Photo taken aboard VSS Unity as it reached the edge of space. Image: Virgin Galactic

Virgin Galactic rocket aircraft VSS Unity successfully completed a journey to the edge of space, four years after a previous prototype broke apart.

The space race is certainly back on, but this time it’s not about national space agencies – rather, space tourism. One of those companies aiming to eventually take the general public to the boundary between Earth and space is Richard Branson’s Virgin Galactic service, which he founded a decade ago.

Now, in a major milestone, the company’s VSS Unity aircraft – the second vehicle in the SpaceShipTwo series – has successfully completed a test flight, reaching a height of 82.7km above the Earth’s surface before landing safely at the Mojave Air and Space Port in California.

Carrying the spacecraft to its lofty goal was the White Knight Two carrier plane dubbed VMS Eve, which dropped VSS Unity at a height of 15km. At this point, pilots Mark Stucky and Frederick CJ Sturckow – with a mannequin passenger called Annie and four NASA space instruments on board – fired VSS Unity’s rocket engine to take it the rest of the way up.

During this time, Virgin Galactic said the craft’s engine burned for approximately one minute, during which time it reached speeds of almost three times the speed of sound.

With the confirmation of a successful flight, it became the first human spaceflight to be launched from American soil since the final Space Shuttle mission in 2011, in addition to being the first ever spaceflight of a commercial passenger service craft.

‘It was an indescribable feeling’

Speaking afterwards, Branson said: “Today, as I stood among a truly remarkable group of people with our eyes on the stars, we saw our biggest dream and our toughest challenge to date fulfilled. It was an indescribable feeling: joy, relief, exhilaration and anticipation for what is yet to come.

“Today, we have shown that Virgin Galactic really can open space to change the world for good.”

This was the fourth test of the rocket-powered craft since its unveiling in 2016, with the previous tests having taken it gradually higher – the maximum altitude prior to this latest flight was 52km.
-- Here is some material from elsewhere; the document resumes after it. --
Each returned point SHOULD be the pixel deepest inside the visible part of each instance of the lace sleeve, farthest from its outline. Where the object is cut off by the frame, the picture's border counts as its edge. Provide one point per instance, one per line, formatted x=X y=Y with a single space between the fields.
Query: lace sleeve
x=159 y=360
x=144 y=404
The successful mission comes four years after Virgin Galactic’s future looked seriously in doubt when the first SpaceShipTwo craft, VSS Enterprise, broke apart during a test flight, killing co-pilot Michael Alsbury and injuring pilot Peter Siebold.

So far, Virgin Galactic has said that around 600 people have already booked reservations for the first flights, with the price per head being somewhere in the region of between $200,000 and $250,000.